Possible to retrieve multiple random, non-sequential documents from MongoDB? Possible to retrieve multiple random, non-sequential documents from MongoDB? mongoose mongoose

Possible to retrieve multiple random, non-sequential documents from MongoDB?


You may do two requests, but in an efficient way :

  1. Your first request just gets the list of all "_id" of document of your collections. Be sure to use a mongo projection db.products.find({}, { '_id' : 1 }).
  2. You have a list of "_id", just pick N randomly from the list.
  3. Do a second query using the $in operator.

What is especially important is that your first query is fully supported by an index (because it's "_id"). This index is likely fully in memory (else you'd probably have performance problems). So, only the index is read while running the first query, and it's incredibly fast.

Although the second query means reading actual documents, the index will help a lot.

If you can do things this way, you should try.
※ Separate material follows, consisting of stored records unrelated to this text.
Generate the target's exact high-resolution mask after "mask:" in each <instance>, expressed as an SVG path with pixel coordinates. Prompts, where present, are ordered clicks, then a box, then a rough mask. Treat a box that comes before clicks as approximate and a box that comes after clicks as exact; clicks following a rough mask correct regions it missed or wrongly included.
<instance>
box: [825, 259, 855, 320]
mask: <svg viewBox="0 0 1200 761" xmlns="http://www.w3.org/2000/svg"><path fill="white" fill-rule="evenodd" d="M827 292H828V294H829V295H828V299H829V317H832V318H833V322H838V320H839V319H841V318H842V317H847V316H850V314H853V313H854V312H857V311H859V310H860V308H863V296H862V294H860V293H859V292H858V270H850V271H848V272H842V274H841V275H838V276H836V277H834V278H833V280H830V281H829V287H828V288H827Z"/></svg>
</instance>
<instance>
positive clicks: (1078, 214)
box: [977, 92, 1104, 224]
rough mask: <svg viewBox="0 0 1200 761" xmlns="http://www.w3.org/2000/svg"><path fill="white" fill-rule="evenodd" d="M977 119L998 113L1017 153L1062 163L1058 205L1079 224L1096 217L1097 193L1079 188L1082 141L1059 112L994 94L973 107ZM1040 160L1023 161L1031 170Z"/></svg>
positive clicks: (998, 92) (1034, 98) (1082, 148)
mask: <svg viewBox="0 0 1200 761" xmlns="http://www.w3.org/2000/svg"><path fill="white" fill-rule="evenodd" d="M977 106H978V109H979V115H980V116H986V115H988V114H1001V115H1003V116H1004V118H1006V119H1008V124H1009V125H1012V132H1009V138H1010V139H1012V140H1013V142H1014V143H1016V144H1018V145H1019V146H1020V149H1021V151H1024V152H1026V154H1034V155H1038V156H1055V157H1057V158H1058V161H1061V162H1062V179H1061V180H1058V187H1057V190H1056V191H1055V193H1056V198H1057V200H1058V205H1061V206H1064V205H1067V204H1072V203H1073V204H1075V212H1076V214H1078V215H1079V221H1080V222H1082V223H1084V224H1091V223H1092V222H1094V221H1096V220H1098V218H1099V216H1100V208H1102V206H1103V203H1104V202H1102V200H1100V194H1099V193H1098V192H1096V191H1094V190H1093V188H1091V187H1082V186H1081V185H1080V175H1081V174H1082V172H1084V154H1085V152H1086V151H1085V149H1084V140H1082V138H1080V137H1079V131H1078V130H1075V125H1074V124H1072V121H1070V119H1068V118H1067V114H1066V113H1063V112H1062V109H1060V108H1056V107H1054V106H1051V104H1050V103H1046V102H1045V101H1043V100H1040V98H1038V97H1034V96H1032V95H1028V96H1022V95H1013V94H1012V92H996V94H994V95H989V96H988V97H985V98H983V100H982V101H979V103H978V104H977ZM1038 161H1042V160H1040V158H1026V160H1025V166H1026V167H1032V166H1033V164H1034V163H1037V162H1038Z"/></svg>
I don't think MySQL ORDER BY rand() is particularly efficient - as I understand it, it essentially assigns a random number to each row, then sorts the table on this random number column and returns the top N results.

If you're willing to accept some overhead on your inserts to the collection, you can reduce the problem to generating N random integers in a range. Add a counter field to each document: each document will be assigned a unique positive integer, sequentially. It doesn't matter what document gets what number, as long as the assignment is unique and the numbers are sequential, and you either don't delete documents or you complicate the counter document scheme to handle holes. You can do this by making your inserts two-step. In a separate counter collection, keep a document with the first number that hasn't been used for the counter. When an insert occurs, first findAndModify the counter document to retrieve the next counter value and increment the counter value atomically. Then insert the new document with the counter value. To find N random values, find the max counter value, then generate N distinct random numbers in the range defined by the max counter, then use $in to retrieve the documents. Most languages should have random libraries that will handle generating the N random integers in a range.